Al principio pensé que se trataba de algún virus raro —las enfermeras, cuando te están examinando, empiezan a decirte de todo, de tal manera que acabas pensándote bien si irte al final o no—. Pero no, lo que me pasaba era que tenía morriña; echaba de menos a mi rubiales. Y me ahorraré las pasteladas para que a nadie le suba el nivel de azúcar. No me resultó nada fácil tener que escoger entre mi vida con él o realizar mi sueño al fin. Aunque no es del todo cierto, porque cuando vi la carta del tío Charlie, después de gritar, bailar por toda la casa y hacer un rato el mono, estaba tan eufórica que me había olvidado hasta de mi nombre. Pero luego le vi y recordé que tenía que decírselo. No fue nada sencillo, pero no me quedó otra y no quise discutir con él. Lo mejor era hacerlo rápido, del tirón. Porque si no, me hubiese tenido que quedar. Es que a ver quién es el guapo que le da la noticia, tirando por la borda siete años de relación. Si me lo pensaba más, no me iba, y necesitaba hacer esto. Lo malo es que tengo una conciencia que es una puñetera y me hace pensar en él casi a diario. Pero sin el «casi». Me hacía sentirme mal por lo que le había hecho al pobre Scorpius. Necesitaba a mi bobalicón conmigo. Pero sabía que eso no podría ser, ya que me hizo escoger entre irme a Rumanía o quedarme con él. ¡Y odio que me hagan eso! Pero más me odio a mí misma porque lo quiero todo y estoy más amargada que cuando vine. Culpo a Memo Uno y Memo Dos de esto también. ¿Que por qué? Pues porque ellos tienen la culpa de todas mis desgracias, tengan sentido o no.

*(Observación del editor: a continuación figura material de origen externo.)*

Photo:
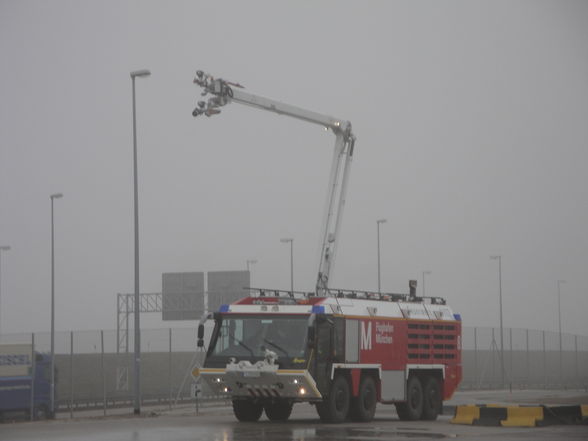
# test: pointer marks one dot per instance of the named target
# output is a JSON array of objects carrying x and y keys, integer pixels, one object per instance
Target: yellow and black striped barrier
[{"x": 519, "y": 416}]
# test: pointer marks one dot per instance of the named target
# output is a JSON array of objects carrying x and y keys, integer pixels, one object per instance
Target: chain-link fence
[
  {"x": 523, "y": 358},
  {"x": 93, "y": 372}
]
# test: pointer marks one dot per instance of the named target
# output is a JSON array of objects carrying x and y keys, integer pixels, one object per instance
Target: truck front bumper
[{"x": 252, "y": 382}]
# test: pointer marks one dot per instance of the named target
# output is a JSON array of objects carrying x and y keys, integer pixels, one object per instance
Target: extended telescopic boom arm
[{"x": 225, "y": 92}]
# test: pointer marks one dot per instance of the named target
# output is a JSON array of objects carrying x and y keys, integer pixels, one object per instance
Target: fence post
[
  {"x": 103, "y": 373},
  {"x": 576, "y": 353},
  {"x": 475, "y": 355},
  {"x": 493, "y": 346},
  {"x": 33, "y": 368},
  {"x": 71, "y": 374},
  {"x": 527, "y": 352},
  {"x": 511, "y": 376},
  {"x": 170, "y": 370},
  {"x": 544, "y": 363}
]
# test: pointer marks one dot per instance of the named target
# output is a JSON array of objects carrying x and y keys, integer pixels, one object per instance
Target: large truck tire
[
  {"x": 363, "y": 407},
  {"x": 335, "y": 407},
  {"x": 246, "y": 410},
  {"x": 278, "y": 410},
  {"x": 432, "y": 402},
  {"x": 412, "y": 408}
]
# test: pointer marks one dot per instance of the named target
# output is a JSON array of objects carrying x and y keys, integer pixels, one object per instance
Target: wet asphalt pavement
[{"x": 218, "y": 424}]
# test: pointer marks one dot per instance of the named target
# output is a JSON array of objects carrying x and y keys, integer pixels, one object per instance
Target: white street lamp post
[
  {"x": 2, "y": 248},
  {"x": 137, "y": 363},
  {"x": 291, "y": 241},
  {"x": 378, "y": 222},
  {"x": 52, "y": 391},
  {"x": 501, "y": 327}
]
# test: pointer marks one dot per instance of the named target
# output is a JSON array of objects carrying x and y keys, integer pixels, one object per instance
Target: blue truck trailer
[{"x": 25, "y": 384}]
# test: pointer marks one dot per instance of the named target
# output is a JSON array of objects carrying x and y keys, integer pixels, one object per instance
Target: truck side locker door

Así que, cuando ya pensaba que tendría que arrastrar mi cara por el suelo el resto de mis días, me lo veo aquí, con una cara más larga que la mía, acompañado de una maleta dispuesto a quedarse. Al principio pensé que era para convencerme de que regresara a casa, pero sabe perfectamente que la lleva guapa si hace eso.

—Más te vale que seas la mejor entrenadora de Europa —me dijo nada más verme—, porque no sabes cuánto me ha costado conseguir un puesto en el Ministerio de este país.

Luego dijo un montón de cursiladas más que no pienso repetir, pero fueron suficientes para entender que es el hombre más perfecto que he conocido en esta vida. Aunque sea torpe, lelo y coma con la boca abierta —sí, lo hace, y no hay manera de quitarle esa manía—, pero yo le quiero igual. Ahora ya sí que me siento completamente feliz. Estoy entre mis tres amores: mis dragones, mi amor platónico de la infancia y el hombre de mi vida. Después de aquello... bueno, dejémoslo en que hice lo mismo que Sophie a aquel mago australiano.

Y sí, dentro de unos meses seré la futura señora Malfoy. Va a ser divertido contárselo al tío Ron. Será mejor que siga el consejo de tía Hermione y le prepare antes su tarta preferida antes de soltarle el notición.

FIN... O NO


NDA: Yo no sé exactamente qué es lo que hago con mi vida. Se suponía que yo iba a retirarme de este reto, pero se me vino hace un par de días una idea y... no, no era esta, era completamente diferente, mucho drama, drama everywhere. Aún me estoy explicando cómo es posible que haya acabado escribiendo esta especie de comedia descabellada. Lamento si alguno ha acabado mal y no me quiere volver a dirigir la palabra.